Le 4 octobre prochain, l'initiative fédérale "Pour un revenu de base inconditionnel" sera déposée à Berne avec plus de 130'000 signatures. Un joli succès pour une initiative qui propose de révolutionner notre modèle de sécurité sociale. Prémices d'une révolution en terre helvète? Ou quand l'utopie s'invite en politique.
A l'origine du revenu de base
A l'origine du revenu de base
Le revenu de base inconditionnel (RBI), aussi appelé revenu universel, ou revenu d'existence, ou encore allocation universelle, est un revenu versé à chaque membre d'une communauté, qu'il soit riche ou pauvre, sans contrepartie, lui permettant ainsi de satisfaire ses besoins primaires.
A l'origine du concept, des textes fondateurs comme l'Utopia (1516) de Thomas More ou l'Agrarian Justice (1796) de Thomas Paine, dans lequel ce dernier évoque l'idée d'un revenu inconditionnel de base alloué à chaque adulte et d'une rente vieillesse versée aux personnes âgées de plus de 50 ans.
Aujourd'hui, la majorité des partisans de l'allocation universelle se compte parmi les marxistes, les libertariens et les écologistes. Mais l'idée fait son chemin. Et commence à intéresser bon nombre de personnes - experts comme hommes politiques.

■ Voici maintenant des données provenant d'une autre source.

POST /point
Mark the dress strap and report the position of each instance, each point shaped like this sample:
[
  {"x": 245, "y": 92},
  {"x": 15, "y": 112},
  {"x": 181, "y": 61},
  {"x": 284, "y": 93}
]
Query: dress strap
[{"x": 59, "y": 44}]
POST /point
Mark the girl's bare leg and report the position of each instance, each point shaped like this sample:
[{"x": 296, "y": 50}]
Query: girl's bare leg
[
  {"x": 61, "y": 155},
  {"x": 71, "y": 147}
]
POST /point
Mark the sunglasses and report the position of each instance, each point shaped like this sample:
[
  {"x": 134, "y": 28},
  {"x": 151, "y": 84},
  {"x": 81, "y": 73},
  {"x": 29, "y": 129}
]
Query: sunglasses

Des expérimentations prometteuses
Il faut dire que certaines expérimentations ont été prometteuses, comme l'a relevé notamment Stanislas Jourdan dans l'un de ses articles. Au Canada, par exemple, une expérience fut menée entre 1975 et 1979 à Dauphin dans le Manitoba avec des effets inattendus: baisse des hospitalisations, réduction des maladies psychiques, effets bénéfiques sur la scolarité des enfants, etc.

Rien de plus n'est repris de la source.